The closure reflects the relentless churn of Singapore's retail real estate. Plaza Singapura, which has been a fixture of Orchard Road since 1973, is being reimagined for a new era. Tim Ho Wan's departure is not a sign of business failure—the chain remains robust, with outlets throughout the region—but rather a casualty of urban renewal. The restaurant that once represented Singapore's growing cosmopolitanism and appetite for quality Asian dining will become a memory, a story people tell about the time they waited hours for dumplings. What replaces it at Plaza Singapura remains to be seen, but it will be something different, something new. For now, there are still a few weeks left to say goodbye.

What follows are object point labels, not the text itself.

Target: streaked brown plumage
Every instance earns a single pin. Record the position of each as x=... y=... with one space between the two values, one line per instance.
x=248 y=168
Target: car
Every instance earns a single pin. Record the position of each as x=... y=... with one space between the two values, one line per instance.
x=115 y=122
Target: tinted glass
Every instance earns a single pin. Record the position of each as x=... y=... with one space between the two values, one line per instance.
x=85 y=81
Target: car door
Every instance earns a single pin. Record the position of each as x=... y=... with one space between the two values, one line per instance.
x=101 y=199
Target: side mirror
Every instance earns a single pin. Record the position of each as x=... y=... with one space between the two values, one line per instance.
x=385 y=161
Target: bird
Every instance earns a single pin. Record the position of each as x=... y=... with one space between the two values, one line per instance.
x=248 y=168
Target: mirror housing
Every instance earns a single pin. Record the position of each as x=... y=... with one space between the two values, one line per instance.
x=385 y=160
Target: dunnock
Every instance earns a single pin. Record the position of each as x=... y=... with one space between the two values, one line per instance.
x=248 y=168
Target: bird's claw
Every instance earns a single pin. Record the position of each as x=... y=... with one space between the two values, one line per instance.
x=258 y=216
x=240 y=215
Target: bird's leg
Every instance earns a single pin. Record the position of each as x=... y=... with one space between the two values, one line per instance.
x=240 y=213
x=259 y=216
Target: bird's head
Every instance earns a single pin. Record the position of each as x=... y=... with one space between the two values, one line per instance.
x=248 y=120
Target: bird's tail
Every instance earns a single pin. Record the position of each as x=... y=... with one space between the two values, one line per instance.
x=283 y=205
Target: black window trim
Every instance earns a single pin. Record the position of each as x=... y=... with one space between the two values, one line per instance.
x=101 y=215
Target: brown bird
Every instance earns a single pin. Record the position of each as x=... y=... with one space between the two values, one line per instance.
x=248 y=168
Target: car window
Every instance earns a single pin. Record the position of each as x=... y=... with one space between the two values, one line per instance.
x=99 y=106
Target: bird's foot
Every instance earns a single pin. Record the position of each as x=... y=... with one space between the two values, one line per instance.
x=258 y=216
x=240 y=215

The outlet holds special significance as its first overseas outlet outside Hong Kong and customers queued for hours when it opened in 2013.
— Tim Ho Wan (Instagram statement)
A Conversa do Hearth Outra perspectiva sobre a história
Inventor

Why does a single restaurant closure warrant this kind of attention? It's just one outlet closing.

Model

Because it's not really about one restaurant. It's about what that restaurant represented—the first time a Michelin-starred Hong Kong dim sum chain proved it could work outside its home territory. That matters to how Singapore sees itself.

Inventor

But the chain still has nine other outlets here. The business isn't failing.

Model

Exactly. That's what makes this different from a typical closure story. This is about real estate, about how cities remake themselves. The restaurant is thriving, but the space it occupies is worth more as something else.

Inventor

What will people remember about this place?

Model

The lines. Everyone who was there in 2013 remembers the lines. That's the image that sticks—people waiting hours for dumplings. It became a marker of a moment when Singapore was discovering something new.

Inventor

Is there any chance they'll come back to Plaza Singapura after the redevelopment?

Model

The company hasn't said so. Once a space like that is gone, it's usually gone for good. The redevelopment will create something different, and Tim Ho Wan will exist elsewhere in the city.

Inventor

So this appreciation dinner—is that genuine sentiment or good public relations?

Model

Probably both. But that's not a contradiction. The company is acknowledging that this location mattered, that the people who came here built something together. That's worth marking, even if it's also smart business.